Indonésie : L’archipel des polymères
Situé en Asie du Sud-Est, l’Indonésie est, après la Chine, le deuxième État à déverser le plus de déchets plastiques dans les océans du globe.
Isabel et Melati Wijsen ont commencé par ramasser les déchets plastiques qui, à Bali, parsemaient leur chemin vers la plage de sable noir volcanique de Seseh que viennent ourler les vagues bleues. Puis, en 2013, les deux sœurs néerlando-balinaises, alors respectivement âgées de 10 et 12 ans, ont fondé l’association Bye Bye Plastic Bags, embarquant, dans leur sillage, de nombreux autres jeunes pour lutter contre cette pollution. Jusqu’au gouvernement de Bali qui, en décembre 2018, a interdit les sacs plastiques. Désormais, leur aura dépasse les frontières de leur île : plus d’1,4 million de personnes ont visionné leur conférence TED et elles sont invitées à témoigner dans le monde entier. À les rencontrer à la sortie des classes, on oublie leur jeunesse. « Les moins de 14 ans, lancent-elles, ne représentent peut-être que 25% de la population mondiale, mais ils sont 100% de l’avenir. »
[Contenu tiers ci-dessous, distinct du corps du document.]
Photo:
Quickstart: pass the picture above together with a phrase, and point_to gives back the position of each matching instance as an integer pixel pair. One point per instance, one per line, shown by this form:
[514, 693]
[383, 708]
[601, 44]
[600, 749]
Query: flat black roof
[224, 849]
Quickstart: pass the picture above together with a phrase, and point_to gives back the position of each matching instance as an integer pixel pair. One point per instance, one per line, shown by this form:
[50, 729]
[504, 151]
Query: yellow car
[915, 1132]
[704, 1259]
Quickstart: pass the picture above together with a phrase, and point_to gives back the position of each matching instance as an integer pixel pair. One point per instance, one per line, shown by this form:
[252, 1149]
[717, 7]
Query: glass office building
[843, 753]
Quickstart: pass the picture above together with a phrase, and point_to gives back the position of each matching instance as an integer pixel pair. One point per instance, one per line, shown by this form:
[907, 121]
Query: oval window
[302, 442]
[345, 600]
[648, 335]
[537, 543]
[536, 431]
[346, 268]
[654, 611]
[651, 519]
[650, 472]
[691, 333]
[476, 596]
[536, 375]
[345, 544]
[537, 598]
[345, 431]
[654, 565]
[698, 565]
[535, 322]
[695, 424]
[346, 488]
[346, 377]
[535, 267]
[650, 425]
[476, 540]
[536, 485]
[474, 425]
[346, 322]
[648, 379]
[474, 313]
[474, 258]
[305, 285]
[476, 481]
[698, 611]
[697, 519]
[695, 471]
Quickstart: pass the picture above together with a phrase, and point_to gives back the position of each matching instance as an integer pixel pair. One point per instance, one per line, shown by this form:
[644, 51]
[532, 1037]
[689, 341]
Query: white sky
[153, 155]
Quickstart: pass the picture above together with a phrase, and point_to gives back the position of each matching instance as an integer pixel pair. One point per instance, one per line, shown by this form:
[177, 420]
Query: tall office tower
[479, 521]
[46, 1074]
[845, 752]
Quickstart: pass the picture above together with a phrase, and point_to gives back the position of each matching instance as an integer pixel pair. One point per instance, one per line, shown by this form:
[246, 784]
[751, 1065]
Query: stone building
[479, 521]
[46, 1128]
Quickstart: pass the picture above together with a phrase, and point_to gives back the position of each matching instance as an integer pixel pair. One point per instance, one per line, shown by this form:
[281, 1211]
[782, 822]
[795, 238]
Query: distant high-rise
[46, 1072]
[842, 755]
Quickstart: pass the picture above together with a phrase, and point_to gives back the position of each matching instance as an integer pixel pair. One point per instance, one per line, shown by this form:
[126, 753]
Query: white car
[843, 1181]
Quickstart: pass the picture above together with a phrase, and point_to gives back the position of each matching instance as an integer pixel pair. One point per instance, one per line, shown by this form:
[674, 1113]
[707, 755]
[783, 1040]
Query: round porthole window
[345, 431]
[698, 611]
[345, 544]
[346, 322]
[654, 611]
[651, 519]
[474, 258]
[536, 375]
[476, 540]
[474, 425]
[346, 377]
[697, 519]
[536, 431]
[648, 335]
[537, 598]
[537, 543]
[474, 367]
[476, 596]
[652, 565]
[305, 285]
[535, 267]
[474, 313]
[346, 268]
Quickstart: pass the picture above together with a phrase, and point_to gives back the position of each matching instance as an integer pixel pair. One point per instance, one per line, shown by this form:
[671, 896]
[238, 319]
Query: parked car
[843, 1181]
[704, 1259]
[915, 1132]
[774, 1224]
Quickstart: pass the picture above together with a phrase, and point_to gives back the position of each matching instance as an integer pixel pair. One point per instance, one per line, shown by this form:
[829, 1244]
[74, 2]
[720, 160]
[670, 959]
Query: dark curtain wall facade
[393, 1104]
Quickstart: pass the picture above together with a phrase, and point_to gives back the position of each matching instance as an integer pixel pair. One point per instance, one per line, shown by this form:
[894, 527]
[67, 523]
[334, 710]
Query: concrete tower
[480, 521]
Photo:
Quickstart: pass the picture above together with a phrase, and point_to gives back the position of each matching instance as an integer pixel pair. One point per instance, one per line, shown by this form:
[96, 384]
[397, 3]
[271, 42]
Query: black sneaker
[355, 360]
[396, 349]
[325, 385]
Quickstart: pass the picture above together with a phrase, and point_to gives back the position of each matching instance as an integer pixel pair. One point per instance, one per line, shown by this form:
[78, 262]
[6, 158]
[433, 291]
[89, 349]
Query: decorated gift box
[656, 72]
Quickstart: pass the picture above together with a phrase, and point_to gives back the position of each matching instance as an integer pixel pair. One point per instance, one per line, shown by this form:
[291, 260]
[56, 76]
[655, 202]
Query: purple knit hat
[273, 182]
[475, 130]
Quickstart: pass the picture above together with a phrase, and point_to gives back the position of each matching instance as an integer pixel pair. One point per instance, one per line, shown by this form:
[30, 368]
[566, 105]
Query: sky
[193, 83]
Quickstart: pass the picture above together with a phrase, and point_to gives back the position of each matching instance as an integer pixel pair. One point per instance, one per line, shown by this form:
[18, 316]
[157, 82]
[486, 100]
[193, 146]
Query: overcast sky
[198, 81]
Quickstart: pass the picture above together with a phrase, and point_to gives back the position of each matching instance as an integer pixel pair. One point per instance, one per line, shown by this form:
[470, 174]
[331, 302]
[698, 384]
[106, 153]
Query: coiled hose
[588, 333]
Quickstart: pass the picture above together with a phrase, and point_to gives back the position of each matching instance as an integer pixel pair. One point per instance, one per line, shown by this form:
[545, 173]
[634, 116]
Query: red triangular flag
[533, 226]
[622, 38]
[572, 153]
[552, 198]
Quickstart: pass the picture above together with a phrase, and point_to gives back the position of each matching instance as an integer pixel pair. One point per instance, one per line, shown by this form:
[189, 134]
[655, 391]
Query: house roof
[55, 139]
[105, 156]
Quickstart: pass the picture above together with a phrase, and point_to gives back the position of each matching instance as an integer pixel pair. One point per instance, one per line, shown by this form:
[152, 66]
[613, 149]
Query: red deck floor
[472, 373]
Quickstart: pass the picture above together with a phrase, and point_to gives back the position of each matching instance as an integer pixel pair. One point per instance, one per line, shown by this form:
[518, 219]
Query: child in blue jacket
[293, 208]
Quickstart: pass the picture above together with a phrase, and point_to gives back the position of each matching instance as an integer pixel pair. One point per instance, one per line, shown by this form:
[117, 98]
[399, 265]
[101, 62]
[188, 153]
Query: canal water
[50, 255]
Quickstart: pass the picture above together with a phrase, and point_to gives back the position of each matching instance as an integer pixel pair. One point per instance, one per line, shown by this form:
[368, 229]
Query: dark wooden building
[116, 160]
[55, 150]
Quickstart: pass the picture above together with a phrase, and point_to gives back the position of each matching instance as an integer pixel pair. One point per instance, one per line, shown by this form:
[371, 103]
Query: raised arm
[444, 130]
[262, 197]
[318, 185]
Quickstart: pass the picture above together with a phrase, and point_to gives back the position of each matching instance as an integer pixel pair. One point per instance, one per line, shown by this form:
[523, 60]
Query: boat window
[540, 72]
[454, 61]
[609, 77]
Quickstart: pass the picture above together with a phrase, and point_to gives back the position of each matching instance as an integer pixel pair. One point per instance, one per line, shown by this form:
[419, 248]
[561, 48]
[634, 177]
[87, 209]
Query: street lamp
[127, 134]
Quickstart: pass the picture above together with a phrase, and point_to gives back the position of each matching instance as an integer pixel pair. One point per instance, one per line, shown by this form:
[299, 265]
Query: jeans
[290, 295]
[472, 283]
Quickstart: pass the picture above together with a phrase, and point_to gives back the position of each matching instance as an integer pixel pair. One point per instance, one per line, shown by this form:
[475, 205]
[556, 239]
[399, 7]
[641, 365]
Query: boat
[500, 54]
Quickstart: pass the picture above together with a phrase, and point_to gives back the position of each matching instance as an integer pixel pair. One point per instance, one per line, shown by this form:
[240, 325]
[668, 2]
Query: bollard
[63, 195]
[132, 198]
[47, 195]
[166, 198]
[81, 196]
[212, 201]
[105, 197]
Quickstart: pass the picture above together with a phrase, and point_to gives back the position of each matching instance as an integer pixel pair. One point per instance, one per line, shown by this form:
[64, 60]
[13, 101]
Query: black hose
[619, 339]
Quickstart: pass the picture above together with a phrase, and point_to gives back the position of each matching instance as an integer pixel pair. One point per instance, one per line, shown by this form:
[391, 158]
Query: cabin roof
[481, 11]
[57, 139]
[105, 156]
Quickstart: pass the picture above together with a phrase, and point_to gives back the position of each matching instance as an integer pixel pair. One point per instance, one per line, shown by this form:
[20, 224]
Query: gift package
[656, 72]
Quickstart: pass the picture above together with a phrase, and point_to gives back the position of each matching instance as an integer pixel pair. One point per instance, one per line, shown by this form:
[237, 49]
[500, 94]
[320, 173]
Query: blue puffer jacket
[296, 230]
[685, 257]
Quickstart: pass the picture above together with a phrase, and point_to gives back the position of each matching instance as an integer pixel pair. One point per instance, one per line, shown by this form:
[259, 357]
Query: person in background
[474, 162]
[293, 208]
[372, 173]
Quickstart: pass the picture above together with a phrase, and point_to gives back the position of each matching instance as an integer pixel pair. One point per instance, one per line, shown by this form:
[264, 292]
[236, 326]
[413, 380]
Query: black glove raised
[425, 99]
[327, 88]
La campagne onusienne « Océans Propres »
Actuellement, l’Indonésie est le pays qui déverse le plus de déchets plastiques dans l’océan mondial, après la Chine(1). Pas étonnant que le Programme des Nations Unies pour l’Environnement (Pnue) ait choisi, en 2017, de lancer sa campagne mondiale « Océans Propres » dans cet État du Sud-Est asiatique, le 4e plus peuplé de la planète avec 265 millions d’habitants. Objectif : mettre un terme aux déchets plastiques, dont 8 millions de tonnes sont déversées chaque année dans les océans du globe. À cette occasion, l’Indonésie s’est engagée à réduire cette pollution de 70% d’ici à 2025.
Pas de vérritable système de traitement des ordures
L’enjeu est vital : près de la moitié de la population mondiale dépend directement des océans pour sa subsistance(2) et le poisson est l’une des denrées alimentaires les plus échangées à l’échelle de la planète(3). Mais les résultats énoncés par Gede Hendrawan, directeur du groupe de recherche sur l’environnement marin et côtier à l’Université Udayana de Denpasar, à Bali, nous plongent dans l’abîme : « 80% des détritus que nous avons récoltés au large de Bali sont des matières plastiques et 50% d’entre elles mesurent moins de 0,2 millimètres. À cause des rayons ultraviolets et du sel de mer, elles se dégradent sous la forme de nanoparticules. Et les poissons les ingèrent, car ils ne font pas la différence avec le plancton, à la base de leur chaîne alimentaire. » Le scientifique s’inquiète de l’impact négatif qu’ont ces résidus sur la reproduction et la croissance des poissons : « Nous avons retrouvé entre cinq et vingt morceaux de plastique dans 100% des estomacs des sardinelles analysées (une espèce de poissons très répandue autour de Bali). Au final, nous mangeons le plastique que nous jetons dans les océans. » À écouter Enri Damanhuri, directeur du groupe de recherche sur la gestion de l’air et des déchets à l’Institut Technologique de Bandung, sur l’île de Java, « le principal problème vient de l’absence, en Indonésie, d’un système de traitement des ordures digne de ce nom. En zone urbaine, seulement 70% sont ramassées et 40% en milieu rural ». Le professeur pointe également du doigt « l’habitude ancrée chez les habitants de jeter les emballages autour d’eux, comme à l’époque où les aliments étaient empaquetés dans des feuilles de bananiers. Sauf que le plastique, devenu omniprésent, n’est pas biodégradable ».
(1) Jambeck et al.
(2) Our Ocean.
(3) Organisation des Nations unies pour l’alimentation et l’agriculture (FAO).